As of April 27, 2026, no binding legal text has entered force. Current guidance reflects intent—not obligation. Avoid premature engineering investments until the final delegated act specifies technical thresholds (e.g., what constitutes “remote monitoring”, how “vulnerability reporting” triggers apply to firmware-only updates).
Begin drafting—or updating—PPM-related artifacts: secure boot verification procedures, privilege boundary diagrams, and log retention policies. Align firmware, QA, regulatory affairs, and technical documentation teams early, as EN 303 645 Clause 6.2 explicitly requires demonstrable evidence—not just assertions—of security management capability.

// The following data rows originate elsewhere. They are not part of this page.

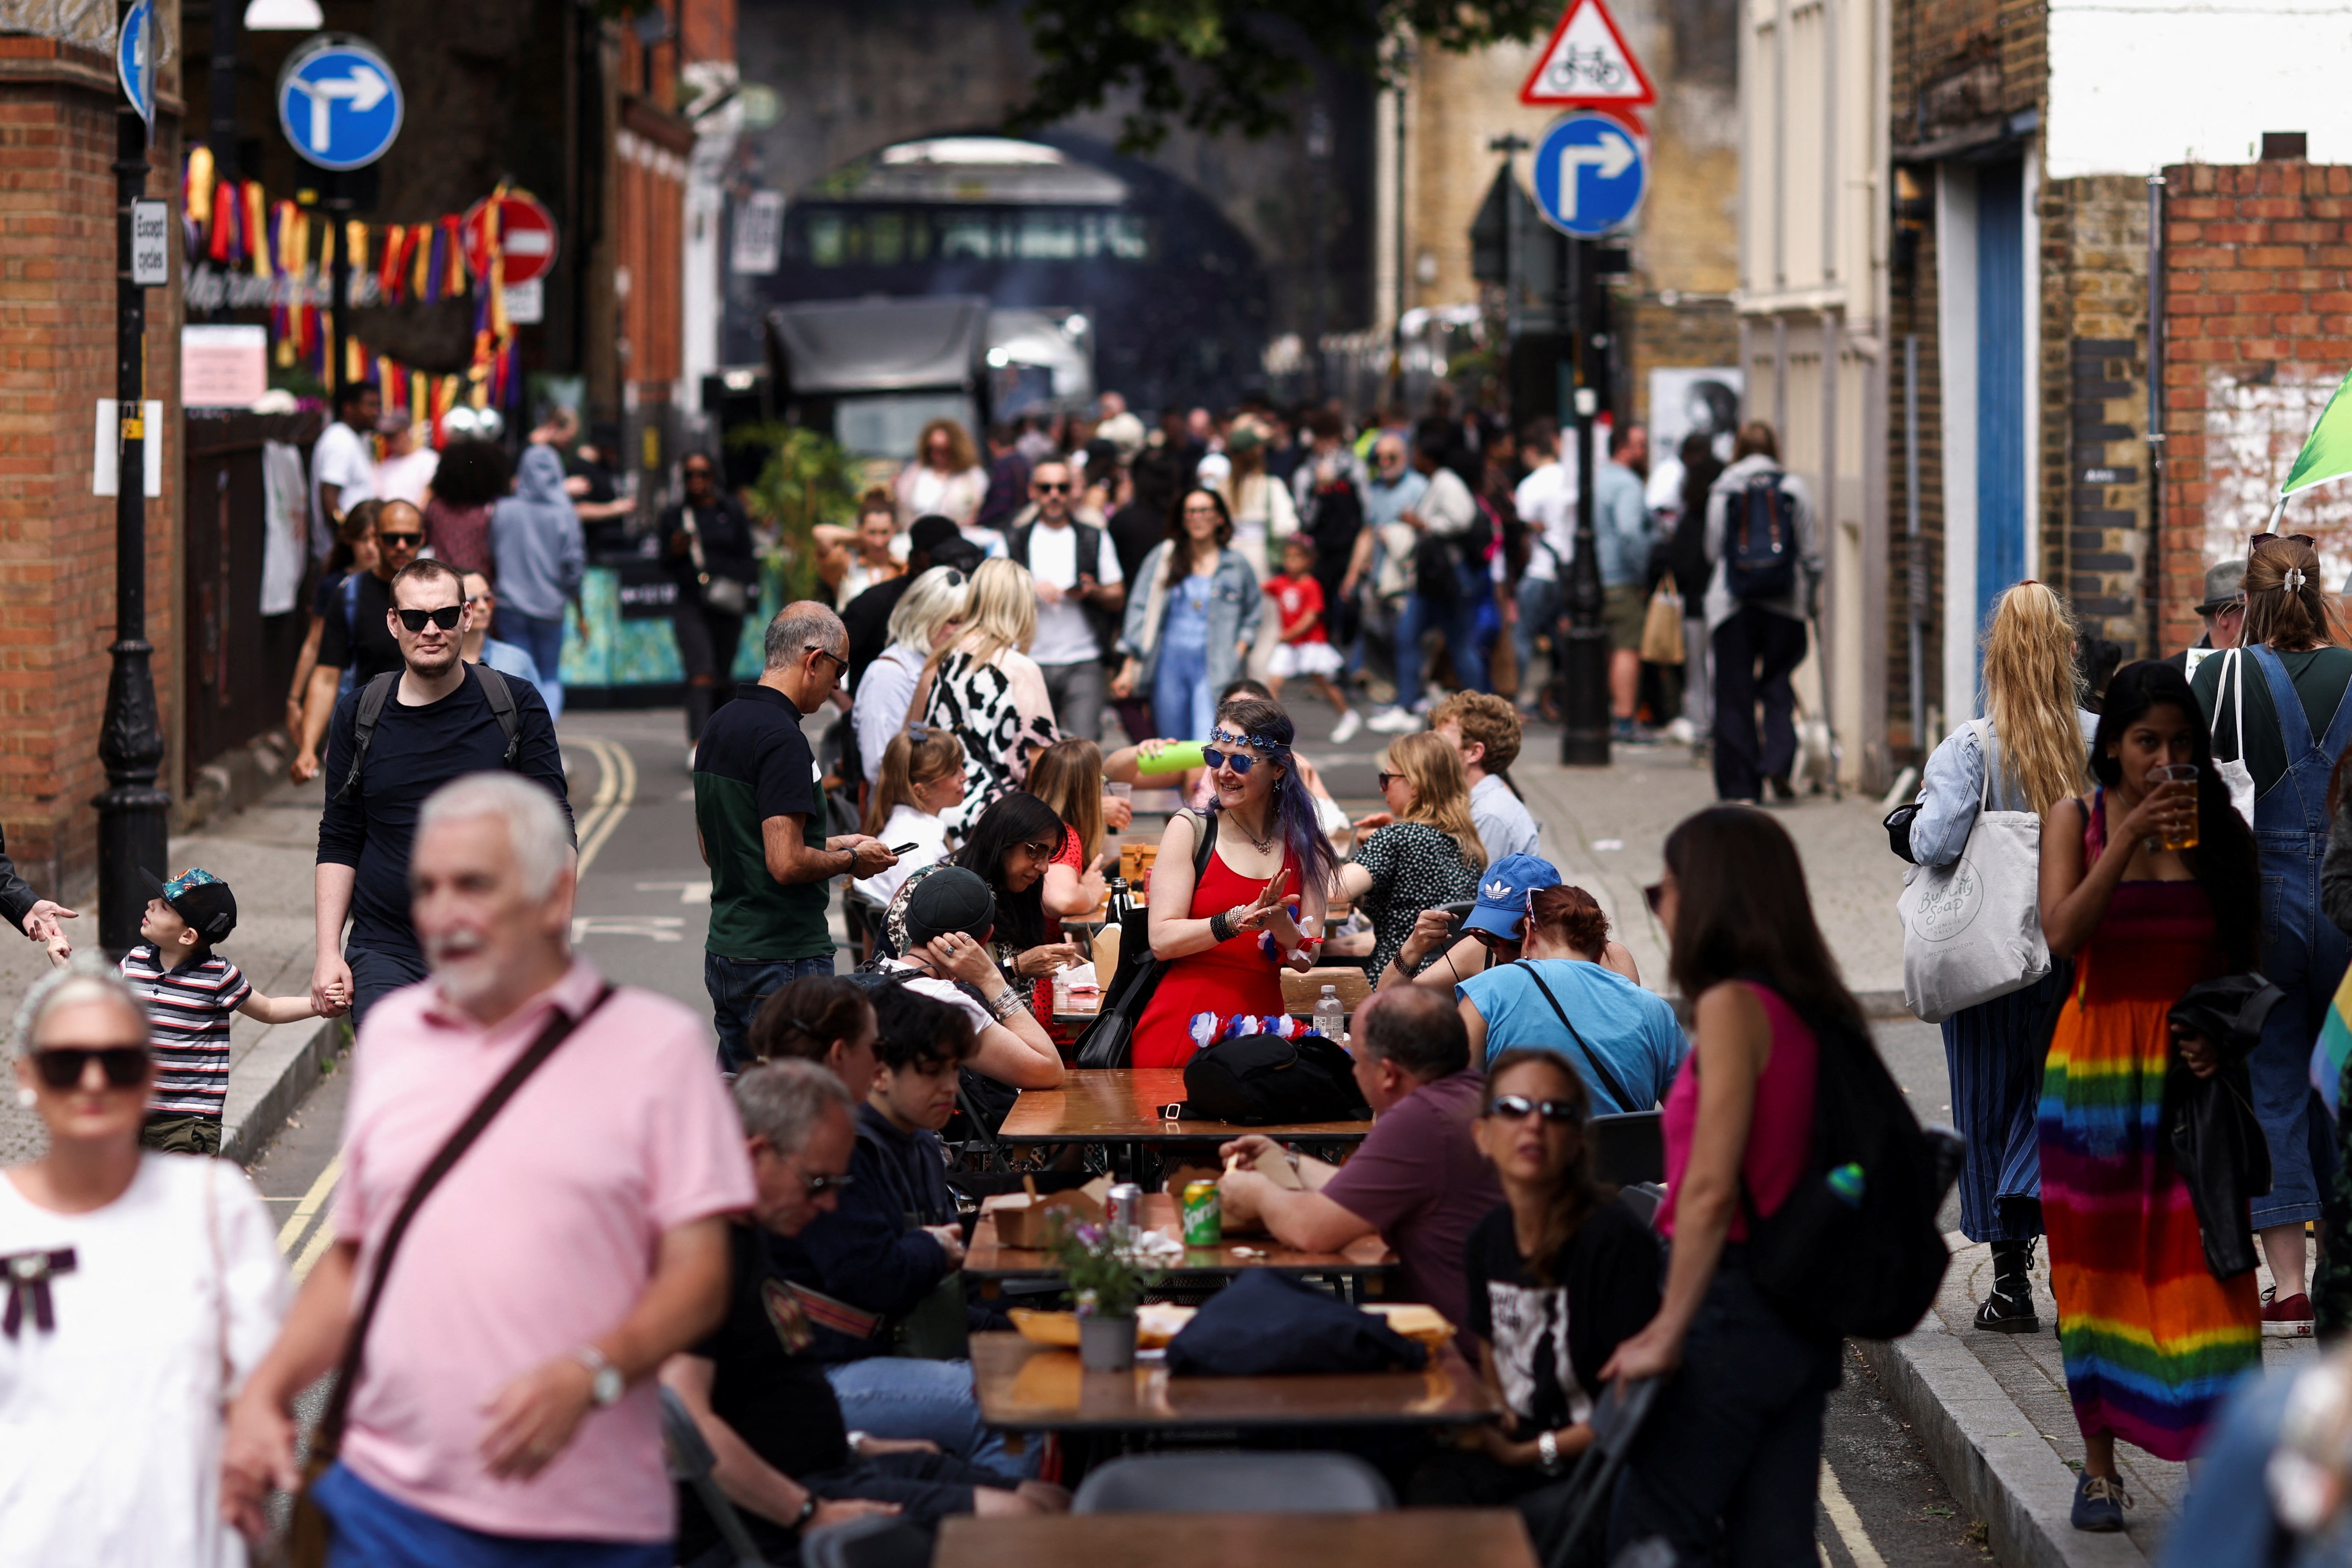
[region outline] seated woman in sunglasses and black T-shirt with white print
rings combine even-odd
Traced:
[[[1602,1363],[1658,1312],[1658,1239],[1592,1180],[1590,1114],[1559,1056],[1494,1058],[1470,1135],[1503,1204],[1463,1246],[1463,1328],[1508,1415],[1439,1450],[1411,1488],[1414,1507],[1519,1505],[1543,1561],[1573,1502],[1564,1472],[1592,1443]]]

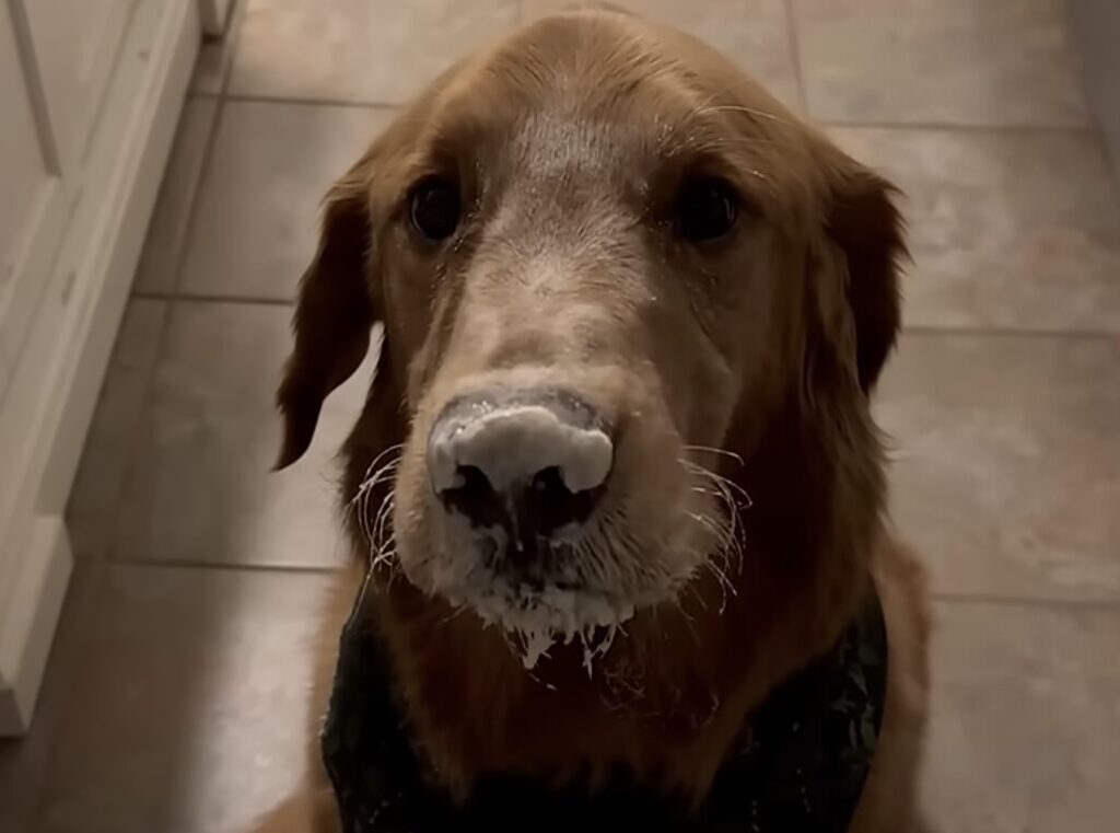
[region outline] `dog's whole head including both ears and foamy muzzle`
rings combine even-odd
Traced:
[[[610,12],[445,74],[323,233],[281,462],[382,321],[401,436],[365,480],[395,479],[386,557],[530,660],[732,574],[727,475],[820,385],[865,409],[897,326],[884,184],[724,58]]]

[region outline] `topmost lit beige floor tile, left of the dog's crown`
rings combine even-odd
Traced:
[[[400,104],[517,11],[517,0],[248,0],[230,89]]]

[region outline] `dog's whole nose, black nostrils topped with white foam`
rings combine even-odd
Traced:
[[[500,391],[450,402],[428,439],[432,490],[479,527],[504,527],[519,552],[585,521],[610,473],[599,415],[561,391]]]

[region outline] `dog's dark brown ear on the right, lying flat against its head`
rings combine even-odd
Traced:
[[[906,258],[904,226],[890,183],[830,148],[825,233],[842,256],[843,297],[850,315],[856,376],[869,394],[900,325],[898,274]],[[843,339],[841,339],[843,341]]]

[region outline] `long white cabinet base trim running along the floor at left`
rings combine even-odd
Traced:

Observably, this development functions less as an immediate regulatory change and more as a coordinated policy signal—aligning with broader EU efforts to embed security-by-design into digital product legislation (e.g., the Cyber Resilience Act). Analysis shows that the emphasis on firmware-level controls—rather than only application-layer safeguards—reflects growing recognition of the attack surface presented by deeply embedded systems. From an industry perspective, the Ministry of Commerce’s countermeasure language signals heightened sensitivity to extraterritorial cybersecurity requirements, suggesting future alignment efforts may focus on reciprocity frameworks rather than unilateral adaptation. It is currently more appropriate to interpret this as a preparedness trigger than a compliance deadline.
Concluding, the April 27, 2026 announcement marks a formal escalation in the convergence of cybersecurity regulation and hardware export policy. Its primary significance lies not in near-term enforcement, but in clarifying the direction of regulatory expectation: PPM must be architected—not retrofitted—and verified at the firmware layer. For affected enterprises, sustained attention to EU legislative drafting progress, rather than reactive redesign, remains the most operationally sound posture.
Source: Ministry of Commerce of the People’s Republic of China (official statement, April 27, 2026). Note: The EU’s revised Cybersecurity Act remains in draft form; final text, entry-into-force date, and transitional provisions are pending further consultation and adoption procedures.